News, views and contacts from the global Semiconductor industry

IBM 300mm CMOS Fab, East Fishkill, NY, United States of America

Key Data

IBM's new 300mm semiconductor facility in East Fishkill (NY, USA) is ramping up to full production by the end of 2003. IBM has invested heavily in the $2.5 billion 14,000m² facility which will be handling the company's most advanced 90nm processes using copper interconnects, SOI (silicon-on-insulator) and low-k insulation. ICs from the new fab will go into equipment from mainframes, servers and supercomputers through to cellular phones and home game consoles.

IBM predict that East Fishkill will be at 2/3 production capacity by mid 2003 and will add 1,000 new jobs as it reaches full production by the end of the year. The facility illustrates how manufacturers are spreading the incredibly high fab start-up costs. IBM has reached co-operative manufacturing agreements with other major semiconductor manufacturers, for example, and is for the first time manufacturing high-volume parts of its latest process for a foundry customer.


Fishkill is in Dutchess County, off Interstate 84, and in an Empire Zone. This made IBM eligible for tax, utility and work creation credits. IBM's own investment attracted $475 million state incentives and the site employs over 5,400 workers.

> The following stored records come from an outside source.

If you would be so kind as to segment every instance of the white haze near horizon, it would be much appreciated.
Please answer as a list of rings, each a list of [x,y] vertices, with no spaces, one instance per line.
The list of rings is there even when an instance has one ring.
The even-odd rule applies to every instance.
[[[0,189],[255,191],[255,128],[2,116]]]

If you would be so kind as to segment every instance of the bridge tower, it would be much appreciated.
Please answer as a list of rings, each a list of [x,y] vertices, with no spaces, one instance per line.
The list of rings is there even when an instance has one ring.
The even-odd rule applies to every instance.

The fab is a complete overhaul of a previous facility on the site. The automated manufacturing line is controlled by more than 1,700 microprocessors, each working at above 1GHz with over 110TB of storage. The 10,000m² cleanroom uses an overhead monorail to transport ICs between machines and workstations with no human contact. There are 320km of piping and tubing, nearly 1,000km of cable and wiring and 900,000kg of ductwork. When production is fully ramped, the fab will produce 500 to 600 wafers daily.

Energy efficiency at the 40-building site is being improved by a joint project between IBM, New York State Energy Research and Development Authority (NYSERDA) and York International. NYSERDA is providing nearly $735,000 to help replace two 2,000t chillers and install a third, backup 2,000t chiller to meet the facility's cooling needs. The chillers will help serve approximately 430,000m² of building space, and will reduce energy consumption by 15% to help cut operating costs.

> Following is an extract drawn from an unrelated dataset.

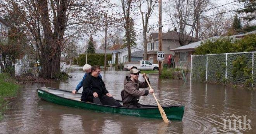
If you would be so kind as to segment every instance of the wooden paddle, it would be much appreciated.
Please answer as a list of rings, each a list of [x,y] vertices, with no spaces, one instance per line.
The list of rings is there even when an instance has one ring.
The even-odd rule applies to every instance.
[[[150,89],[152,89],[152,88],[151,88],[151,86],[150,86],[150,84],[149,84],[149,81],[147,81],[147,76],[146,76],[146,74],[145,74],[145,73],[144,73],[143,74],[144,75],[144,77],[145,78],[145,80],[146,80],[146,81],[147,83],[147,85],[148,85],[149,86],[149,88],[150,88]],[[159,104],[159,103],[158,103],[158,101],[157,101],[157,100],[156,99],[156,96],[155,96],[155,94],[154,94],[154,93],[152,93],[154,98],[155,98],[155,99],[156,99],[156,103],[157,103],[157,107],[158,107],[158,109],[159,109],[159,111],[160,112],[160,114],[161,114],[161,116],[162,116],[162,118],[163,118],[163,119],[164,120],[164,121],[165,122],[169,123],[169,120],[168,120],[168,119],[167,118],[166,115],[165,114],[165,112],[164,112],[164,110],[163,109],[163,107],[161,107],[160,104]]]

300mm wafers are at the moment twice as expensive as current 200mm ones, but hold double the number of ICs. In the future, IBM expects to reduce production costs by more than 30%. To fill production lines, the company has been making regular announcements of co-operative ventures.

The first circuits from the line will be what IBM believes will be the world's first mass-produced 90nm ICs. After an agreement between IBM and Xilinx (CA, USA), IBM will produce a new Xilinx FPGA (field-programmable gate array), reducing chip sizes over previous generations by between 50% and 80%.

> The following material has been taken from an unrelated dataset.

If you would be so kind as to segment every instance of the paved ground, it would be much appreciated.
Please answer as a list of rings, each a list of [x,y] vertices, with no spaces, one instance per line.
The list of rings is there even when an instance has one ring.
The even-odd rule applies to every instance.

This is the first time IBM is manufacturing high-volume parts for a foundry customer with its most advanced processes, normally used in high-end microprocessors, custom ICs and memories. IBM already makes Xilinx's VirtexX-II Pro ICs on a 300mm, 130nm process at East Fishkill and is licensing Xilinx's FPGAs for integration into its own Cu-08 ASICs.

A large part of the new facility will be dedicated to silicon-on-insulator (SOI) devices being developed jointly by IBM, Sony, Sony Computer Entertainment and Toshiba. The team is spending several hundred million dollars over four years to develop new processes down to 50nm for system-on-chip (SoC).

Foundry chip maker Chartered Semiconductor Manufacturing will also be using East Fishkill, enabling it to delay installation of pilot line production equipment into its own 300mm Singaporean wafer fab. IBM also expects to eventually use capacity in Chartered's 300mm fab. The companies have also announced co-operation on developing 90nm and 65nm processes, which may be extended to the 45nm node.

Another joint development agreement with AMD includes collaboration on 65nm and 45nm technologies, with first products based on the new 65nm technologies expected in 2005. AMD and IBM engineers have begun working together at East Fishkill.


IBM Microelectronics develops, manufactures and markets semiconductor, ASIC and interconnect technologies and products. The company has done pioneering work on materials only now entering semiconductor production, particularly copper wiring, SOI and Si-Ge transistors and low-k dielectrics.